The 401(k) has been around since 1980, when a benefits consultant figured out an obscure provision enacted by the Internal Revenue Service could be used to shelter retirement money from taxes. (The equivalent account for nonprofits is a 403(b), and for government agencies it’s a 457(b)).
Joe Ready, of Wells Fargo, says a 401(k) “conditions people to think that saving money is paying themselves first and is just as important as paying day-to-day bills.”
The data show that people who put money in a 401(k) will be better off in retirement than their peers who don’t. Those that have both 401(k) savings and a pension will do even better.
For example, those respondents to the Wells Fargo survey between the ages of 40 to 49 with access to a 401(k) have saved a median of $50,000 versus $10,000 for people without retirement accounts.
What You’ll Need
Estimates of how much money middle-class Americans have saved for retirement vary. Mostly, it’s not enough.
For people nearing retirement, ages 55 to 64, the median 401(k)/IRA balance in 2013 ranged from $53,000 to $132,000 for the three middle quintiles of American workers — people whose annual income ranges from $39,000 to $138,000, according to the Center for Retirement Research at Boston College.
How much money people need depends to some extent on whether one assumes they reduce spending in retirement.
Will they need 100 percent of their pre-retirement income? 80 percent? 70 percent?
It also depends on how long people will live. Will they live to age 75, 85, 95?
A male who retired in 2010 at about 65 can expect a retirement lasting 17.9 years, according to Boston College researchers.
To calculate how much a retiree will need, one rule of thumb is to multiply your annual retirement income from all sources by 22 (actually 21.47), according to the Financial Analysts Journal.
First, estimate how much you will want to spend annually in retirement, figuring in mortgage payments, if any, insurance and medical bills.

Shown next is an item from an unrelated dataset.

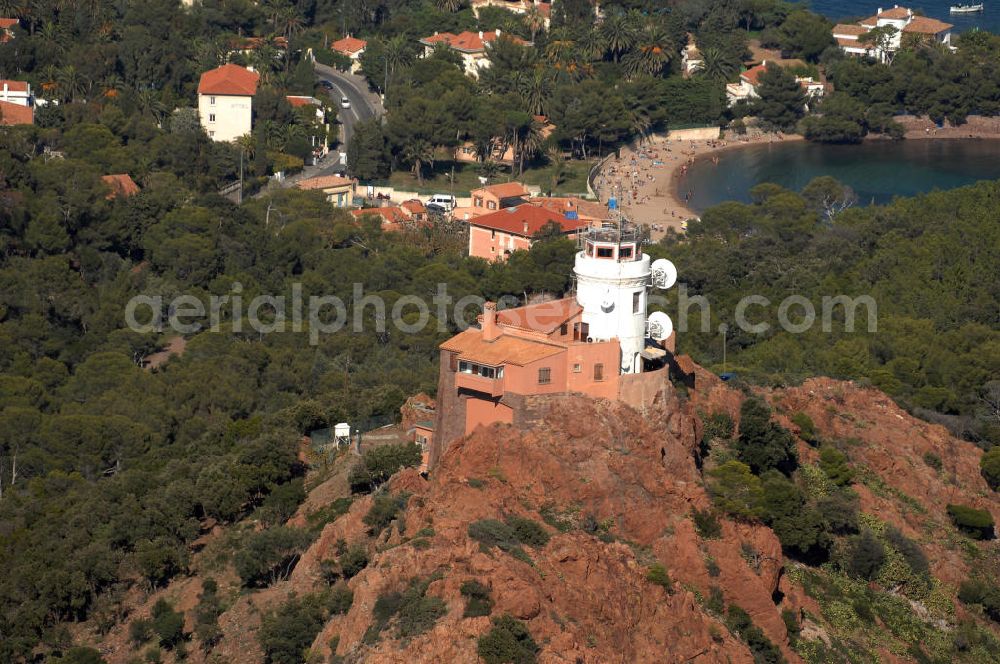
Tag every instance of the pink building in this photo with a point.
(598, 342)
(495, 236)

You should aim for about 70 percent of your pre-retirement annual income.
Let’s assume your annual pre-retirement income is $70,000. That would mean you would need $49,000 a year in retirement.

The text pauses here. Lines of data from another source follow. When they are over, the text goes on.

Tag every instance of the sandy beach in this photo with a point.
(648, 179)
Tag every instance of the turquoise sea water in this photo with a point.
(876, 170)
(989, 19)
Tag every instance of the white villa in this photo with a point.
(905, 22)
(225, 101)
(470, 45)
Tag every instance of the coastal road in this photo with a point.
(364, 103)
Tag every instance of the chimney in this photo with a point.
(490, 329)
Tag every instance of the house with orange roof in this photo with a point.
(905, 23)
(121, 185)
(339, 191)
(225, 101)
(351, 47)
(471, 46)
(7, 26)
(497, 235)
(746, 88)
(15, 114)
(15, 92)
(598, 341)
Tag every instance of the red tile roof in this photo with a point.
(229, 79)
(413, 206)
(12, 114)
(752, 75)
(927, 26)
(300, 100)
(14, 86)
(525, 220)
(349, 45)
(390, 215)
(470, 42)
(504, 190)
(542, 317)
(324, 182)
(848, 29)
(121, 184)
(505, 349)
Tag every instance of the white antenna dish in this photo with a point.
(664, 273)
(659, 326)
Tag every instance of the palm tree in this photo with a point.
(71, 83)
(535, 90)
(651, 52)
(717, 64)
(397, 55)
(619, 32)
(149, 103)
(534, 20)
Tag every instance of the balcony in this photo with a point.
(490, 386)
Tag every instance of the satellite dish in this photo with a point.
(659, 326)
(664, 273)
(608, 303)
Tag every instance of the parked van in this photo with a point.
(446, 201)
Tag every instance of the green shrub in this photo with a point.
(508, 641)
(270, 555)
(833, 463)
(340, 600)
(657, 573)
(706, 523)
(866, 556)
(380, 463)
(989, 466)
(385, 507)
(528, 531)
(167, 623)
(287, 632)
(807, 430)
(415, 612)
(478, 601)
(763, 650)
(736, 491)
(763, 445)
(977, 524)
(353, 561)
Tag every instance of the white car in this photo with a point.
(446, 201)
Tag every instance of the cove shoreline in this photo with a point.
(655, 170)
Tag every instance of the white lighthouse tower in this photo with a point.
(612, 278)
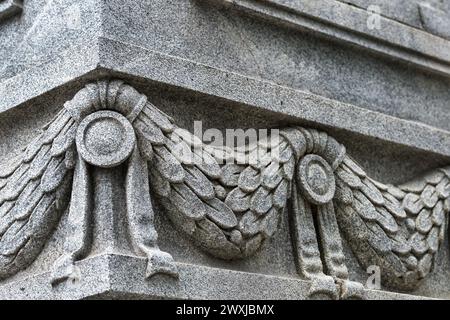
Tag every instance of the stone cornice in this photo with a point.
(348, 24)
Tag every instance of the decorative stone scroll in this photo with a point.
(227, 201)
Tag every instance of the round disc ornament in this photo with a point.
(105, 139)
(316, 179)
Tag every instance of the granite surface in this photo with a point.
(231, 68)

Then, determine how much you will receive annually from Social Security and subtract that number from your annual estimate. That Social Security payment would be about $27,000.
Do the same if you are lucky enough to be among the 13 percent who will receive a pension. Let’s assume $10,000 annually.
That would leave another $12,000 a year that has to come from your savings. Multiplying that by 22 means you will need to save $264,000 before you retire.
“Most people underestimate what they’re going to need,” said Michael T. Ryan, a financial adviser with Professional Planning Group, in Westerly. “I don’t have the sense that most people understand how dire the situation is.
“That light bulb needs to go on at 25, not 45.”
The financial light went on early for Stephen Servidio, the Westerly High teacher. The chance to get a pension was one of the things that attracted him to the profession about 20 years ago.
“I think my wife and I are doing all the right things,” said the soft-spoken 48-year-old.
But Servidio said he and his wife worry about the solvency of their pension funds.
“That really gets to the heart of the issue — the economic uncertainty,” he said. “When you’re ready to retire, will the money be there?”
Nancy Hardendorf, the college administrator, said she believes it will be.
After a career in the jewelry industry, she started working at Johnson & Wales in 1999.
“When you’re in higher education, you’re middle class,” Hardendorf said.
Her annual income is between $45,000 and $55,000.
“I pay my bills, but there’s not much left over,” said the Killingly, Conn., resident. “I own my own home, but I’m careful. … I’m thrifty out of necessity.”
That meant socking away money for retirement.
“I’ve been saving since college,” she said. “There’s always been a pension plan or a 401(k).”
She’ll supplement her savings with Social Security and a part-time job.
“I’m extremely excited about doing something different,” Hardendorf said. “I see myself in a little antique shop.”